苏无衣连忙奉上,张真人掐指一算,便道:“这位苏姑娘的八字极阴,最能感应邪祟之物,两阴相冲,便生疾患。”
说得这样玄虚,谁知道是什么意思。张真人见众人都用疑惑的目光看着他,便又通俗地解释一番,“简单来说,这位苏姑娘撞见了邪祟。”
“果然如此,”傅昭仪得意非凡,一面道:“那道长,该做何解呢?”
“要根除此疾,必须找出邪祟的根源,”张真人沉吟着,“贫道要开坛做法。”
于是江莫忧特意辟了一间小院供他胡闹。只见张真人设祭坛,撒狗血,身披道袍,以米奠天,手中高举桃木剑,嘴里振振有词,仿佛在念什么咒语。须臾,他取出一张黄色符纸,用墨笔蘸了朱砂在上头写写画画,他运笔的速度极快,天色本有些阴沉,案上燃着的香烛被妖风吹得明明灭灭,更让人有一种风云变色的敬畏。
未几,他书符完毕,也不看一眼,飞快地将符纸揉成一团,在烛火上引燃,旋即将符灰融入到一碗清水里。
众人看到那碗黑水,心里都犯起了嘀咕:这老道不会要咱们喝下去吧?
张真人大约瞧出诸人的不情愿,一面微笑,一面端着符水在庭中走动起来,他的步伐很有节奏,仿佛依照某种独特的法门。每至一人面前,他便将符水洒在那人脚下,再将铜铃举起晃三晃,然后平静地离开。
他最后停在江莫忧跟前,这回他没有洒水,也没有摇铃,而是以一种古怪的眼色打量着眼前的女子。
众人都觉出其中的不寻常,傅昭仪大着胆子道:“道长,怎么啦?”
张真人不看她,只一眼不眨地望着江莫忧,“皇后娘娘,您是否曾遭逢大厄?”
“是,”江莫忧点头,“本宫的确曾死里逃生。”至于是什么原因,她没有明说,毕竟叫一块糕噎死这种事实在太过丢人。
张真人没有深问,可是面色变得更加凝重。
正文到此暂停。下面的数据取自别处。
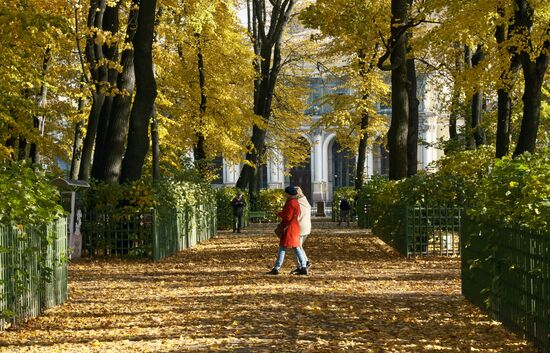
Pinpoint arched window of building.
[259,164,268,189]
[329,140,356,192]
[288,137,312,203]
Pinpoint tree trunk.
[17,136,27,161]
[78,92,105,180]
[464,45,487,149]
[237,0,295,198]
[388,0,409,180]
[514,52,548,157]
[514,0,550,157]
[70,119,84,179]
[151,105,160,182]
[193,33,208,178]
[355,112,369,190]
[121,0,157,182]
[78,0,109,180]
[29,46,52,165]
[407,58,420,176]
[102,0,139,183]
[92,1,120,180]
[496,88,512,158]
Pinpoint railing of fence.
[82,204,217,260]
[461,218,550,352]
[360,204,462,256]
[405,205,462,256]
[0,218,67,329]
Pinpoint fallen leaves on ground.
[0,222,536,353]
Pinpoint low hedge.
[256,189,286,222]
[216,187,250,229]
[332,186,357,222]
[355,176,388,228]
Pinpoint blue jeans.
[296,234,309,266]
[273,246,307,270]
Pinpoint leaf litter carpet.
[0,222,536,353]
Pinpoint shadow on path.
[0,222,535,353]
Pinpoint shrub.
[216,187,250,229]
[469,148,550,230]
[256,189,286,222]
[355,176,388,228]
[332,186,357,221]
[0,162,63,227]
[86,178,216,219]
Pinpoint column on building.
[311,130,328,217]
[267,149,285,189]
[365,148,374,179]
[422,115,437,169]
[223,158,241,186]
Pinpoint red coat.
[277,197,300,248]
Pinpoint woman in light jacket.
[267,186,307,275]
[291,186,311,274]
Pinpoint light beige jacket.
[297,196,311,235]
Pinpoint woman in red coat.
[268,186,307,275]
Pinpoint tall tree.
[101,0,140,183]
[464,45,487,149]
[237,0,295,199]
[155,0,258,177]
[300,0,390,189]
[495,4,521,158]
[514,0,550,156]
[91,0,121,180]
[78,0,110,180]
[379,0,410,180]
[121,0,157,182]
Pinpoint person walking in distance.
[338,197,351,227]
[267,186,307,275]
[291,186,311,274]
[231,191,246,233]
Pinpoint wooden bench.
[248,211,267,223]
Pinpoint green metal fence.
[0,218,67,330]
[370,204,462,256]
[461,219,550,352]
[82,204,217,260]
[405,205,462,256]
[152,205,217,260]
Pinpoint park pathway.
[0,223,535,353]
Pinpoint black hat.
[285,186,298,196]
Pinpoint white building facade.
[219,75,448,211]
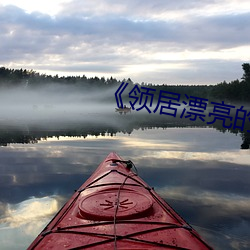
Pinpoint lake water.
[0,112,250,249]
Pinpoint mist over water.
[0,84,115,125]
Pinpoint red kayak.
[28,153,212,250]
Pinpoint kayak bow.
[28,153,212,250]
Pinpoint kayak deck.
[28,153,212,250]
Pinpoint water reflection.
[0,127,250,249]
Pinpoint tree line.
[0,63,250,102]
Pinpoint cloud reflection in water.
[0,128,250,249]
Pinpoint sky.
[0,0,250,84]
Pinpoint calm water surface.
[0,126,250,249]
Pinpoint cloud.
[0,0,250,83]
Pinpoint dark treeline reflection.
[0,112,250,149]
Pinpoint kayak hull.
[28,153,212,250]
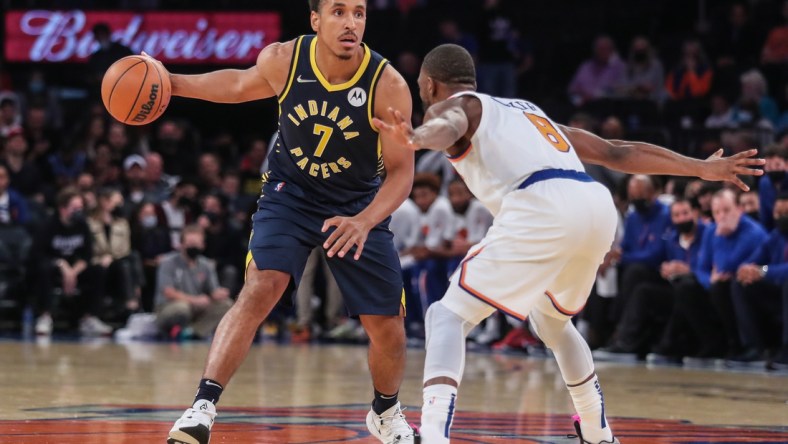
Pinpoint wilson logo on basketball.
[131,83,159,122]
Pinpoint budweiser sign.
[5,10,281,65]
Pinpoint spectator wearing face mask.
[161,179,198,249]
[31,188,112,336]
[739,191,761,221]
[603,175,670,323]
[197,192,247,292]
[733,191,788,368]
[758,145,788,230]
[594,199,706,360]
[690,189,767,357]
[88,189,142,315]
[131,202,172,312]
[156,225,232,338]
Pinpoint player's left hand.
[700,148,766,191]
[321,216,372,260]
[372,107,421,151]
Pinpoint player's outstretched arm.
[559,125,766,191]
[374,98,469,151]
[143,42,294,103]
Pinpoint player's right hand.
[700,149,766,191]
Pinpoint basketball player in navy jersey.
[151,0,414,444]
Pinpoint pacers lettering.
[287,100,359,179]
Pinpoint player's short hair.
[413,173,441,193]
[422,43,476,87]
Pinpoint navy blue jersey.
[264,35,388,207]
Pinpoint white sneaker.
[79,316,112,336]
[167,400,216,444]
[36,314,52,336]
[367,402,414,444]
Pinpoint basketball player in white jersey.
[375,45,764,444]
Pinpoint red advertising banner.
[5,10,281,65]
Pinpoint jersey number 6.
[523,113,570,153]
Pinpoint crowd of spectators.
[0,0,788,363]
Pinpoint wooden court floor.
[0,341,788,444]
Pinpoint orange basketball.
[101,55,172,125]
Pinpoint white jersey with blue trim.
[449,91,585,215]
众人心中都生出疑窦,苏无衣第一个按捺不住,追问道:“道长,究竟是怎么回事,莫非皇后娘娘与此事有何牵连?”
真是顺理成章,江莫忧冷笑,但见那道长捋须、双目澄澄望着自己:“皇后?此人果真是皇后?”
嫔妃们都惊呆了,穆才人第一个醒过神来,忙笑道:“真人真个老糊涂了,皇后不是皇后,还能是谁?”
“可惜,真正的皇后已然故去,躲在这具躯壳中的,是一个妖物!”张真人声色俱厉。
成桓心中一震,几乎以为这老道真有洞彻幽冥之功,他情不自禁地朝江莫忧望去,却见她眉目依旧澹然,仿佛张真人的话对她没有丝毫影响。
穆才人始终是中立派的,虽然算不上江莫忧的党羽,却也不肯看着苏无衣一伙人坐大,因道:“真人,饭可以乱吃,话可不能乱说,皇后娘娘为天下之母,污蔑皇后是什么下场,道长您可得费心思量。”
“贫道绝非鲁莽之人,亦不会做毫无根据之事。”张真人环顾四周,“诸位娘娘请细想一下,皇后娘娘与从前是否有所不同。”
经他这一提醒,众人立刻想见些端倪,便有人窃窃私语起来:“对呀,皇后娘娘从前端庄谨肃,可不是现在这副样子。”
“说来也是从那次大难开始,皇后娘娘就屡屡出现异状,咱们还以为她遇难成祥,如今看来没准是换了一副心肠呢!”
苏无衣听着耳畔的骚动,脸上不禁呈现出微笑,“原来众位姐妹也有所疑心,本宫还以为只有本宫一人觉得不安呢!昔年妖妃妲己被狐精附体,最终导致商朝覆灭,可见妖物危害宫中是何等厉害!倘若此妖不除,不止后宫,举国将永无宁日啊!”
张真人颔首,“贵妃娘娘此言有理,不能冒着天大的风险纵容妖物流窜。但为保险起见,贫道将做法明证。皇后娘娘,请允许贫道一试。”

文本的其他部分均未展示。